Compliance note: test provider opt-outs

Sakana says Fugu’s agents are swappable, specific agents can be opted out of the pool for data or compliance reasons, and Fugu dynamically routes around provider restrictions.

If you are testing Fugu in a regulated context, validate that behavior directly:

  1. Exclude the providers you cannot use.
  2. Run prompts that would normally trigger multi-agent routing.
  3. Inspect the response trace if available.
  4. Confirm excluded providers do not appear.
  5. Save the test as a regression case.

Do not rely on provider opt-out claims without testing them in your own environment.

Verdict

The strongest case for Fugu Ultra is practical: Sakana shipped a trained conductor behind one endpoint, backed by a real research line, and claims frontier parity plus application-level wins. For structured tasks like AutoResearch, chess, code review, and security analysis, orchestration is exactly the kind of architecture that can help.

The case for caution is just as important:

  • The parity claim is against Mythos Preview, not Mythos 5.
  • The outperform claim is against a different model set.
  • Fugu can call the same kinds of frontier models it is compared against.
  • Orchestration beating single models is not a new concept.
  • Pricing numbers should be verified live before budgeting.

For most teams, the right move is simple: benchmark Fugu Ultra against Fable 5 and Opus 4.8 on your own structured tasks. Watch where the coordination layer improves quality, measure the latency and cost, and verify provider routing if compliance matters.

Fugu may be valuable. Just evaluate it as an orchestrated system, not as a single-model replacement.

Frequently Asked Questions

Does Fugu Ultra beat Fable 5?

No. Sakana does not claim that. Sakana says Fugu Ultra stands shoulder-to-shoulder with Fable 5 and Mythos Preview, which is a parity claim. Because Fugu is an orchestrator that can call frontier models, any apparent win may come from routing and synthesis rather than single-model superiority. See Fable 5 vs Mythos 5 for the single-model comparison.

What does Sakana mean when it says Fugu outperforms Opus 4.8?

That is a separate application-level claim. Per Sakana, Fugu consistently outperforms Gemini 3.1 Pro, Opus 4.8, and GPT 5.5 on tasks like AutoResearch, one-shot chess, and financial time-series prediction. Since Fugu may call frontier models inside its loop, treat this as a system-level win, not a weights-level win.

Why does Sakana compare against Mythos Preview instead of Mythos 5?

Mythos Preview is the April 2026 frontier model Anthropic described as too dangerous to release. Mythos 5 is the current generally available version.
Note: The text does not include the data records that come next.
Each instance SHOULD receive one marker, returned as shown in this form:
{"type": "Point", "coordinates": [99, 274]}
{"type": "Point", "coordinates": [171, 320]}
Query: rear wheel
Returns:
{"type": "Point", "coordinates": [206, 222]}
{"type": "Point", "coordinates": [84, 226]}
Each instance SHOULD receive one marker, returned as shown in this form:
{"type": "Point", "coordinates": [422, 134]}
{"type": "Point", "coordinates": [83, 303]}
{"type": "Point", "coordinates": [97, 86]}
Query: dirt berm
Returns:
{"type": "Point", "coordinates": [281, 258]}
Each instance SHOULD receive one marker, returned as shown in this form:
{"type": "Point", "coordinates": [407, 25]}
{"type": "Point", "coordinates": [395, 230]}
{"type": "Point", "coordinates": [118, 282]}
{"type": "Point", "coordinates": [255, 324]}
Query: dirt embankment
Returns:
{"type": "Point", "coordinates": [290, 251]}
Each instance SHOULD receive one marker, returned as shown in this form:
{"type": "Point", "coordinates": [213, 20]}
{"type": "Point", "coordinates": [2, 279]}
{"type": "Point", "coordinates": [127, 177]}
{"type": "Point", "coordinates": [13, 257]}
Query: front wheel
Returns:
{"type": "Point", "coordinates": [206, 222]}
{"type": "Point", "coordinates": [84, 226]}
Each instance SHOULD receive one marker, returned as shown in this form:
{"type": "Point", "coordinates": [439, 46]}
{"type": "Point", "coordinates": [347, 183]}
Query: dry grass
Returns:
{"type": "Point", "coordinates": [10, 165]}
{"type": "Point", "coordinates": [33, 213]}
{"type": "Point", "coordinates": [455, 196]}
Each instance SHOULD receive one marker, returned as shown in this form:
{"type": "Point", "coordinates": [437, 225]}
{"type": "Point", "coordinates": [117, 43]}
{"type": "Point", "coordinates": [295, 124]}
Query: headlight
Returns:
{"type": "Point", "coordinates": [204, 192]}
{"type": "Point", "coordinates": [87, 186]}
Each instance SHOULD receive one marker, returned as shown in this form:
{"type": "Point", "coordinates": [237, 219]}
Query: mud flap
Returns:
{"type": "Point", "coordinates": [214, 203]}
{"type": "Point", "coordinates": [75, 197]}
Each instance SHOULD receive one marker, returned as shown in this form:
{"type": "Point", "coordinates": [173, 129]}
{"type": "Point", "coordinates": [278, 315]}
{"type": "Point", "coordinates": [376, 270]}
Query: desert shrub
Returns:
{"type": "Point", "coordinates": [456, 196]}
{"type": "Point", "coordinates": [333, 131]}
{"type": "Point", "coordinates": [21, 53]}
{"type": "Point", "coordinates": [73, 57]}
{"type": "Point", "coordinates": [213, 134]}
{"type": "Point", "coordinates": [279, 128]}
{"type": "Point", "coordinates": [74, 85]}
Sakana named the older preview in its comparison. That can be defensible for reproducibility, but it means the parity claim is not measured against the current ceiling. See the Mythos-class model explained.
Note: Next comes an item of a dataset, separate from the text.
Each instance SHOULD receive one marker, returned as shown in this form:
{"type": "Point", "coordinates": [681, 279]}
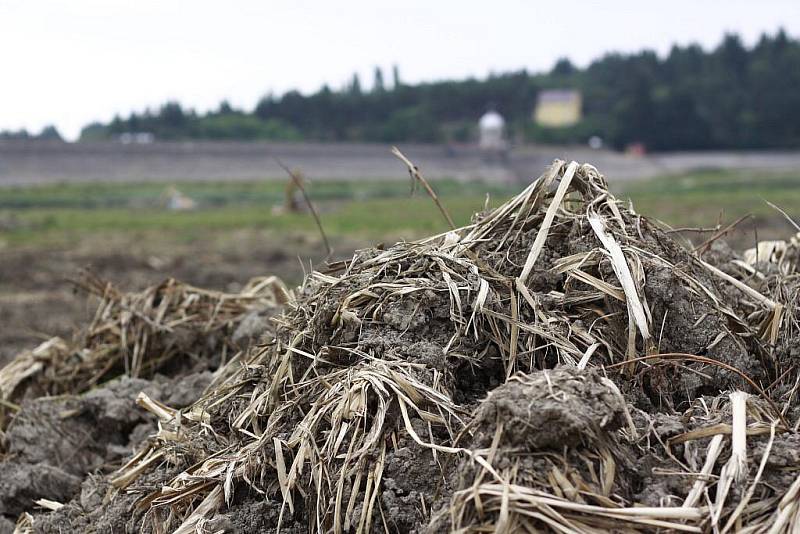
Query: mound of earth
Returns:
{"type": "Point", "coordinates": [561, 364]}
Is Fugu a single model or a group of models?

It is an orchestrated group of models exposed as one model-like API. Fugu is a trained conductor that delegates to multiple LLMs, including recursive copies of itself. Fable 5 and Mythos are single Anthropic models that answer from their own weights.

How do I test Fugu against Fable 5 myself?

Point an OpenAI-compatible client at your Sakana console base URL, set the model to fugu-ultra, and run the same prompts against Fable 5 or Opus 4.8. In Apidog, save each model request and compare outputs side by side.

How much does Fugu cost compared to Fable 5?

The pricing structure is confirmed: subscription tiers plus pay-as-you-go. The specific Fugu dollar figures are reported from secondary sources and remain unverified as of 2026-06-22, so confirm them in your console before budgeting. For reference, Anthropic lists Fable 5 at $10 per million input tokens and $50 per million output tokens. Our Sakana Fugu benchmarks piece tracks pricing as it gets confirmed.